A "good" personal loan rate depends on current market conditions and your credit profile. Rates below 12% are generally considered competitive for personal loans. Borrowers with excellent credit (750+) often qualify for rates between 6–10%. Rates above 20% are costly — consider improving your credit score before borrowing, or explore secured loan options which typically offer lower rates.

Auto loans are typically secured (the car serves as collateral), which means lenders can offer lower rates than unsecured personal loans. Average new car loan rates are often 1–5% lower than equivalent personal loan rates. The trade-off is that the lender can repossess the vehicle if you default. A personal loan for a car purchase gives you more flexibility but usually at a higher rate. Use this calculator to compare the total cost of both options by adjusting the rate field.

The most effective strategies are: (1) Make extra payments — even small additional monthly payments significantly reduce your balance and total interest. (2) Pay bi-weekly instead of monthly — this results in one extra full payment per year. (3) Round up your payment — paying $400 instead of $387 adds up. (4) Make lump-sum payments when you receive a bonus or tax refund. Always confirm with your lender that extra payments go directly to principal, not future interest.

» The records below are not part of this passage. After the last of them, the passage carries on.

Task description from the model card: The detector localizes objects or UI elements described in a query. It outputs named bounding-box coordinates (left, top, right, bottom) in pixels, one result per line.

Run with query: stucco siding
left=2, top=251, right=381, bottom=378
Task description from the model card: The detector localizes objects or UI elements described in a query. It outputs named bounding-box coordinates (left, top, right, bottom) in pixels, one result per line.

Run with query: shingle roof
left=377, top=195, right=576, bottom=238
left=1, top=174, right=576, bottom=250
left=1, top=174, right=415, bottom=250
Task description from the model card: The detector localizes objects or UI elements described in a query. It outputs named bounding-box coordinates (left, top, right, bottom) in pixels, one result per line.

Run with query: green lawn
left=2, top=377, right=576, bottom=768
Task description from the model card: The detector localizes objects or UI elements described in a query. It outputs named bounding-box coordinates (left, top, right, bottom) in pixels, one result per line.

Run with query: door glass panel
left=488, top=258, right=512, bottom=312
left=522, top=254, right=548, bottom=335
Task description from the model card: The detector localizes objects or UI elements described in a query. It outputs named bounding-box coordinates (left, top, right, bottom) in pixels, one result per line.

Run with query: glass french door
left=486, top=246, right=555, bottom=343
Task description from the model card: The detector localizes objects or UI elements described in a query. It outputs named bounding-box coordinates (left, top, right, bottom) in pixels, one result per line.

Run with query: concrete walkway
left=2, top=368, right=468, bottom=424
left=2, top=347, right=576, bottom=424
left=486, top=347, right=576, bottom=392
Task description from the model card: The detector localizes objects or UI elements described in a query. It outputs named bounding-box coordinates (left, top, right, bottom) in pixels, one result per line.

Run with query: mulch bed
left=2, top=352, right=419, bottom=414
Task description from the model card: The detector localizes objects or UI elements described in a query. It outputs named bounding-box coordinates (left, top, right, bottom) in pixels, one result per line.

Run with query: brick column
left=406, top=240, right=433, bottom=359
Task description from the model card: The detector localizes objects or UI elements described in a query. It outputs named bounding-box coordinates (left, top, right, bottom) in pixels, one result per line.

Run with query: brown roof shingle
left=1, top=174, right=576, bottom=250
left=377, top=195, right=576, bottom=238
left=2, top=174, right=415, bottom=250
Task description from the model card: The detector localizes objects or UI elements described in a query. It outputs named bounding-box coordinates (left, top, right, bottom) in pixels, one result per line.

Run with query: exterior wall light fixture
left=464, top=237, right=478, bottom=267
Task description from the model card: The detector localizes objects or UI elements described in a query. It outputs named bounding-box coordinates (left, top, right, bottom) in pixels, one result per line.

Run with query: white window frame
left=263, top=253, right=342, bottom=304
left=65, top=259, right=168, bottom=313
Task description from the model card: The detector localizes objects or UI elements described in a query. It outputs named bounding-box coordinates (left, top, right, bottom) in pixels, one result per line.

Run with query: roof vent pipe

The total cost of a loan is the sum of all payments made — principal plus all interest charges. For example, a $20,000 loan at 6.5% over 5 years has a total cost of approximately $23,199: the $20,000 principal plus about $3,199 in interest. The longer the term and the higher the rate, the greater the total cost relative to the principal. The Breakdown tab in this calculator shows the total cost so you can see the full picture before committing.

Your credit score is the most influential factor in determining the interest rate you're offered. A score above 750 typically earns the best rates; 670–749 is good; 580–669 is fair with moderate rates; below 580 is subprime and may result in very high rates or loan denial. Improving your score by 50–100 points before applying can save thousands of dollars in interest over the life of a loan.

Federal student loans offer multiple repayment plans: Standard (fixed payments over 10 years), Graduated (lower payments that increase every two years), Extended (up to 25 years), and Income-Driven Repayment (IDR) plans that cap payments at 5–20% of discretionary income. Private student loans generally only offer standard amortization. This calculator models standard amortization, the most common structure for estimating total loan cost.

A secured loan requires collateral — an asset (car, home, savings account) that the lender can seize if you default. Secured loans typically offer lower interest rates because the lender has reduced risk. An unsecured loan (most personal loans) requires no collateral and is approved based on creditworthiness alone. Because the lender takes on more risk, unsecured loans usually carry higher rates. The decision depends on the asset you can offer and whether you're comfortable with the collateral risk.

This calculator is mathematically precise for the inputs you provide, using the standard amortization formula used by banks and lenders worldwide. Results may differ slightly from actual loan statements due to lender-specific origination fees, rounding rules, payment timing, and prepaid interest at closing. Variable-rate loans will behave differently after any rate adjustments. Always confirm final terms with your lender before signing any loan agreement.